You can strip the EXIF info by "save for web" in PS. But what does one have to do with the other?
Cool, I will try that........I am pretty much a a dud with photoshop, but I am learning. Some of the issues probably happened because I used windows xp to rotate the thumbnails, thinking I was rotating the actual pic. That did not help matters at all. Thanks for all the replys and help....tonite I will experimant with actions and see if I can fix them up. I am hoping with no exif info, I can sort everything out by looking at the thumbnails and rotating the pics that need it.
edsarkiss
6th of January 2005 (Thu), 10:57
the picture orientation is stored as a flag in the EXIF data. the camera ALWAYS saves the image in landscape mode. if you strip the EXIF info, you will still ALWAYS have a JPEG in landscape mode, but with no information about orientation. i don't think you want this.
some programs will pay attention to this orientation flag, and rotate the image when displaying it to you (e.g. photoshop).
there are utilities that will losslessly (without decompressing and recompressing the image) rotate the actual JPEG image based on the orientation flag in the EXIF data. on windows, you can use Irfanview (http://www.irfanview.com/) to do this.
on Linux and FreeBSD, you can use a tool called 'jpegtran', though you have to tell it which way to rotate.

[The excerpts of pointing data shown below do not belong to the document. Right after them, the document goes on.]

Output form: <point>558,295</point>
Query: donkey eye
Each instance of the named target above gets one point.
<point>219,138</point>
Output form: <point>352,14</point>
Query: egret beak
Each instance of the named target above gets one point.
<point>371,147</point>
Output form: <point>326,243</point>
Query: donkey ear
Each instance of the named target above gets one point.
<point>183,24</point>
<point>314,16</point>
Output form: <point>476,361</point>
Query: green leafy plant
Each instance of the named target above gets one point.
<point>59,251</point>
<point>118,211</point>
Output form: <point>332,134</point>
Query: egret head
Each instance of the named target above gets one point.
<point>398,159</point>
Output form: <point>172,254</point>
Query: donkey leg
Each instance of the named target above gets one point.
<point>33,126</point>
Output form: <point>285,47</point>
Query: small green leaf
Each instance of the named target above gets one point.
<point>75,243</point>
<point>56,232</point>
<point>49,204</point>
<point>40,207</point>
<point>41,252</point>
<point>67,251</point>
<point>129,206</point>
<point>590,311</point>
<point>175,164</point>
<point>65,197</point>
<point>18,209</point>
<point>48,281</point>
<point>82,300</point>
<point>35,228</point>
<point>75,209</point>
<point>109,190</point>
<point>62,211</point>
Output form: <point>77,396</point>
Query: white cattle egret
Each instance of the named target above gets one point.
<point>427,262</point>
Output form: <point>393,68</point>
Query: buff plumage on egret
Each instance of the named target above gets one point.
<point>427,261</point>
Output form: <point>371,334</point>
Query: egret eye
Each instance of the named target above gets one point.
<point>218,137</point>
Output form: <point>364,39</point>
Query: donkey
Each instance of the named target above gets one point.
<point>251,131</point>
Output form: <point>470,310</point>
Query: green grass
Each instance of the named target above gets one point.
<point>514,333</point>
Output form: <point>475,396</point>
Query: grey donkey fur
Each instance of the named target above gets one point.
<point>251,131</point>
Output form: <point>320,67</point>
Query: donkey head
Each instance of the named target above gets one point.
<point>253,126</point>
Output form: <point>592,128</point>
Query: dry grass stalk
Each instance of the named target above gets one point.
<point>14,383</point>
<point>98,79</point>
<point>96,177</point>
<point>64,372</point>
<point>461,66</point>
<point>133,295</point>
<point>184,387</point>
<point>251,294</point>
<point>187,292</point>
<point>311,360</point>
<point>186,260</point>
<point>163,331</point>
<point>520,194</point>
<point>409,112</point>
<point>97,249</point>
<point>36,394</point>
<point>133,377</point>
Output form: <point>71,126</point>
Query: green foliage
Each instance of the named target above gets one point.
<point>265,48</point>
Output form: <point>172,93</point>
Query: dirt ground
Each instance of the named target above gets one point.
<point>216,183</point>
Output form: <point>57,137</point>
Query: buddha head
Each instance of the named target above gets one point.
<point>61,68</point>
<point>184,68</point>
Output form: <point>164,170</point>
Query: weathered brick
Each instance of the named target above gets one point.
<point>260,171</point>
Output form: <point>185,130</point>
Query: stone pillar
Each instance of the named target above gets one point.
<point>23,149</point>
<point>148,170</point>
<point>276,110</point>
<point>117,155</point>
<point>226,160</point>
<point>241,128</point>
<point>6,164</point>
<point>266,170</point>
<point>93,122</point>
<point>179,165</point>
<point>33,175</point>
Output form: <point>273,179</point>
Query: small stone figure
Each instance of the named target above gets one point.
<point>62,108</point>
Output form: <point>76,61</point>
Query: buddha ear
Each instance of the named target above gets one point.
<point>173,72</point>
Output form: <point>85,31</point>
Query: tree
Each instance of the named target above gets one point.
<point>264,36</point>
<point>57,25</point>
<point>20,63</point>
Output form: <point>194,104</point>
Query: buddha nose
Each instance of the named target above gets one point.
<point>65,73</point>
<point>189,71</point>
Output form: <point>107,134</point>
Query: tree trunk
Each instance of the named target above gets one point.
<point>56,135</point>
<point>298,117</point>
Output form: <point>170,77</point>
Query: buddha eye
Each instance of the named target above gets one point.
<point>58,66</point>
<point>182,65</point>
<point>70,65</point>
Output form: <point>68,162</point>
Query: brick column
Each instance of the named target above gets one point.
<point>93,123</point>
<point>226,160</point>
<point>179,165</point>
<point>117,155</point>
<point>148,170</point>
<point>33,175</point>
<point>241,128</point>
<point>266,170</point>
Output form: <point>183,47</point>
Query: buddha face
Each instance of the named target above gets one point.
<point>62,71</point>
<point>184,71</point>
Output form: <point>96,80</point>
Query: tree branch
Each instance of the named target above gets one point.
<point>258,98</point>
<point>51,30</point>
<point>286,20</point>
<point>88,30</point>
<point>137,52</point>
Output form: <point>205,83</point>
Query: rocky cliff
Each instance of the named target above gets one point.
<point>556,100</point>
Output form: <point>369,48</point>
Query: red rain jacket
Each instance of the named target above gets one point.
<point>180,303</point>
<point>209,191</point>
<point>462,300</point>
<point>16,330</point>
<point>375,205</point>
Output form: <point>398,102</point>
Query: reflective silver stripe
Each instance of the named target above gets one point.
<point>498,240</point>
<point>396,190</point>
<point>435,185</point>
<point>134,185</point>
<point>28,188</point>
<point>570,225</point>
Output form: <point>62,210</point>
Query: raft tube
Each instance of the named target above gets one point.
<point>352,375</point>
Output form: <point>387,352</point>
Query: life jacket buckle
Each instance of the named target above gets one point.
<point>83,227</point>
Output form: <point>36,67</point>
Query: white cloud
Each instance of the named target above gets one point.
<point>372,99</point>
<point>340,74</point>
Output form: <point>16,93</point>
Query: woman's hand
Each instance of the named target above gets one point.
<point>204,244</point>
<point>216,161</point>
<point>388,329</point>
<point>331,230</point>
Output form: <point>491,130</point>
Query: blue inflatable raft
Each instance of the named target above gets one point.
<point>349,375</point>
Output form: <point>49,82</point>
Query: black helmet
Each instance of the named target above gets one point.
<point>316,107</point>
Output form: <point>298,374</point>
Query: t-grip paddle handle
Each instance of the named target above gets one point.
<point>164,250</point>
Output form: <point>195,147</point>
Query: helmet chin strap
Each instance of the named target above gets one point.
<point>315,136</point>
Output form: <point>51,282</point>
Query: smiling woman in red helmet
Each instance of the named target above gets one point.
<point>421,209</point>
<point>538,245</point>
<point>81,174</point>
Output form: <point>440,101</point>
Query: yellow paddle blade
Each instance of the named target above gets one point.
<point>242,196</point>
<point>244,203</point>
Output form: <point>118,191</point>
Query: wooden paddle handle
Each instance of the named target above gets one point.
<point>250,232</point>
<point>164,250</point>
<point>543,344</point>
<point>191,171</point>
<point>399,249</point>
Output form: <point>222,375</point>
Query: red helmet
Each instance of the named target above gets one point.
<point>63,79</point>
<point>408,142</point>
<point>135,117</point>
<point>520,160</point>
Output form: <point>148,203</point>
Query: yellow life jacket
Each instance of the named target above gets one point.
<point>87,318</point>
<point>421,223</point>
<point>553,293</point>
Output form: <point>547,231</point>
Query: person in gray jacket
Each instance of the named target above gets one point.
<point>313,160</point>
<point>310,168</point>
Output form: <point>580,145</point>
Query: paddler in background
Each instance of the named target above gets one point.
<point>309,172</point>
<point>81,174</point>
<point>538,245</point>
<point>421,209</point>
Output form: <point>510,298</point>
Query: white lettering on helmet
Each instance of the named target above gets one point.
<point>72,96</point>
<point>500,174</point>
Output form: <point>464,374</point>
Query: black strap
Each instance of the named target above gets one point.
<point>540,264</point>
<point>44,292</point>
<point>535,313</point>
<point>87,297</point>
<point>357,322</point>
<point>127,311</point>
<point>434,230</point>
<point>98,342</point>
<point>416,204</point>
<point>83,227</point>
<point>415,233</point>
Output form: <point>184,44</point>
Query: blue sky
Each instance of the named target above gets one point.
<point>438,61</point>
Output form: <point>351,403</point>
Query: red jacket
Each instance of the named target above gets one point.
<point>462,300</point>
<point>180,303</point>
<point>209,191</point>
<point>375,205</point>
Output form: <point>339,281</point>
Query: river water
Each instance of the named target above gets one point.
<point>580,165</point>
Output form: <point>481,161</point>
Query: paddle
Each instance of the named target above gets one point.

I wrote a small perl program that reads the EXIF data and tells jpegtran how to rotate the image. if anyone is interested in this, PM me and i can send you a copy. keep in mind this is ONLY for Linux or FreeBSD, not windows.
Rendezvous
6th of January 2005 (Thu), 14:29
It seems if for some reason I download the photos off the 300D using the windows picture wizard, then you don't get the auto rotate, however if I use the Canon software it works fine.
Jon
6th of January 2005 (Thu), 14:32
Do you mean that if you download them with Windows Picture Wizard they won't auto-rotate even in Zoom Browser or PhotoShop? If that's the case, is the rest of the EXIF information still there?
phili1
6th of January 2005 (Thu), 18:53
All you have to do is right click on a browswer window and select rotate.
edsarkiss
6th of January 2005 (Thu), 19:08
All you have to do is right click on a browswer window and select rotate.
if you're talking about Windows Explorer or the "Windows Picture and Fax Viewer", note that Microsoft's rotation is lossy -- as you rotate, the image (filesize) will get smaller.
irfanview (http://www.irfanview.com/) does lossless rotation on windows.
nat869
6th of January 2005 (Thu), 21:32
HELP!!!
Ok, I used PS and did the save for web option. Everything looked great, the picture rotation matched the thumbnail in both PS and a web browser, so I rotated the ones that needed it, but after saving them.........I am back to the same problem!!! The thumbnail matches what shows in the web browser, but it is rotated wrong again when in PS. Whats up????
phili1
7th of January 2005 (Fri), 03:56
I was talking in Photoshop, and it does not effect the size there.
Nat I am not sure what is happening, usually when you rotate in the browser it remembers it and will open it properly..
In my Camera I have auto rotate selected, and never have a problem, except once in a while I get that but when I rotate in the file browser it stays that way.